2. Short user prompts are not cheap prompts. Tasks triggered by a ≤5-word user message (n=36) had a median of 6,221 output tokens of subsequent Fable work — more than the median for 6–20-word or 21–50-word prompts. The one-word prompts are the green lights: “yes”, “do all”, “c”, “add”. What they unleash is whatever complex thing Fable just proposed. In Claude Code there is no API for “yes, but do it cheaply.”

User prompt	n	median output tokens	median wall-clock
≤ 5 words (“yes”, “do all”, “c”)	36	6,221	54 s
6–20 words	78	3,135	29 s
21–50 words	20	6,087	57 s
51–150 words	13	4,037	48 s
151+ words	187	8,705	80 s

We do not have a baseline to compare against — no parallel run with a non-reasoning model on the same tasks. So we cannot claim Fable is over-spending in some absolute sense. What we can see is that the bill is real, the floor is non-trivial, and the user has no knob to dial it down on tasks they already know are cheap.

That is the shape of an “intelligence” that has decided what it costs before the user gets a vote. Until vendors publish the cost-accuracy frontier and let the user pick a point, the token tax is whatever the default reasoner felt like spending.

The benchmark we want

OckBench says the quiet part clearly: current benchmarks over-emphasize accuracy and output quality while neglecting token efficiency. It reports that models with similar accuracy can differ by up to 5× in token length. That is not a cosmetic metric.
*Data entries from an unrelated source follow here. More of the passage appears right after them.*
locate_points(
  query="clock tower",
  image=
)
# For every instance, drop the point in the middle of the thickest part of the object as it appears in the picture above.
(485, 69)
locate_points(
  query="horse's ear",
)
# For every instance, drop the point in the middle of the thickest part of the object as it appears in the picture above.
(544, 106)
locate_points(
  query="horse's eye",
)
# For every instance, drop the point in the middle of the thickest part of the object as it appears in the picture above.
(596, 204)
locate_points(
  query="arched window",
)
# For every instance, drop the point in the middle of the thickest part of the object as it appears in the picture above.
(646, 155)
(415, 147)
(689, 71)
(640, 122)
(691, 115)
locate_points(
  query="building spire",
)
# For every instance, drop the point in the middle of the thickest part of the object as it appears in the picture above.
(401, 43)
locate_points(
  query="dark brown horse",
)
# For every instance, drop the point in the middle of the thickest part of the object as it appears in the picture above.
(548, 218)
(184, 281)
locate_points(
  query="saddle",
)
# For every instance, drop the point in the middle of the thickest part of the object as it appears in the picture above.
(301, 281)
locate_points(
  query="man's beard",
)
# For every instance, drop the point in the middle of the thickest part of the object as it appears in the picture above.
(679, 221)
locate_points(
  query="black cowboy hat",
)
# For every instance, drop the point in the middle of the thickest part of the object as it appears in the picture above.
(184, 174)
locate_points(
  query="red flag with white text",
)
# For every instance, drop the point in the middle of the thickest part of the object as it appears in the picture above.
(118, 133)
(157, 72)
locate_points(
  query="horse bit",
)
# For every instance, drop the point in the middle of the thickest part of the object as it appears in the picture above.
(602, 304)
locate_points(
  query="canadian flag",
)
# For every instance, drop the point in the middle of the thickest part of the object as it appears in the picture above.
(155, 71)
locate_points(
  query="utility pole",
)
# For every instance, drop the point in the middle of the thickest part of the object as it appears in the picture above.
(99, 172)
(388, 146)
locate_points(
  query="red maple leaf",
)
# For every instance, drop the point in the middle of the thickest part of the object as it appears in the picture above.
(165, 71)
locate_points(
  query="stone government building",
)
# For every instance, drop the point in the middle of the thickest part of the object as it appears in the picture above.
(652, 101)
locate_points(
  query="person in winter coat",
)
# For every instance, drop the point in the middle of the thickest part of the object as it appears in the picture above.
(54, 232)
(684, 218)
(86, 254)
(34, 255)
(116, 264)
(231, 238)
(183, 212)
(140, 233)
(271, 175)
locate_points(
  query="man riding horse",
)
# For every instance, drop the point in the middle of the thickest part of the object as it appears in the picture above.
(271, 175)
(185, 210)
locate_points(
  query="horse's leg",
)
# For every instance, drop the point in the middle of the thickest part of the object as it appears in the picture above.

It changes latency, serving cost, energy, and whether an agentic workflow fits inside a real budget.

So we do not want a single Fable win-rate chart. We want a frontier.

Question	Why it matters
Accuracy at fixed output-token ceilings	Separates better reasoning from longer reasoning
Accuracy at fixed dollar budget	Tells operators what they can actually buy
Accuracy at fixed latency budget	Matters for interactive products
Easy/hard task split	Reveals overthinking on easy tasks
Token distribution, not just average	Shows tail behavior and runaway traces
Prior Claude vs Fable at same budget	Tests whether the endpoint moved the frontier
Fable vs cheaper non-Anthropic endpoints at same budget	Tests whether the premium is economically justified

The key phrase is “moved the frontier.” If Fable gets higher accuracy at the same cost and latency, Anthropic has a strong claim. If it gets higher accuracy by moving to a much more expensive point on the same curve, the claim is weaker. It may still be a useful product. It is not the same scientific statement.

The line we would draw

Here is the charitable, technical version:

Fable may be a better endpoint, but Anthropic has not shown whether it is a more efficient reasoner. Without token-normalized and cost-normalized results, the claim “more intelligent” mixes model capability with test-time compute policy.

That is not anti-Anthropic. It is anti-unpriced-intelligence.

The field already has the vocabulary: test-time scaling, overthinking, reasoning efficiency, compute-accuracy Pareto frontiers, economic evaluation. Vendors should use it. If a model is better because it thinks longer, say that. If it is better because it spends tokens more selectively, show the easy/hard split. If it is better at the same budget, publish the frontier and take the win.

Until then, our working assumption is simple: every “smarter” reasoning model comes with a hidden invoice. We want the invoice printed next to the benchmark.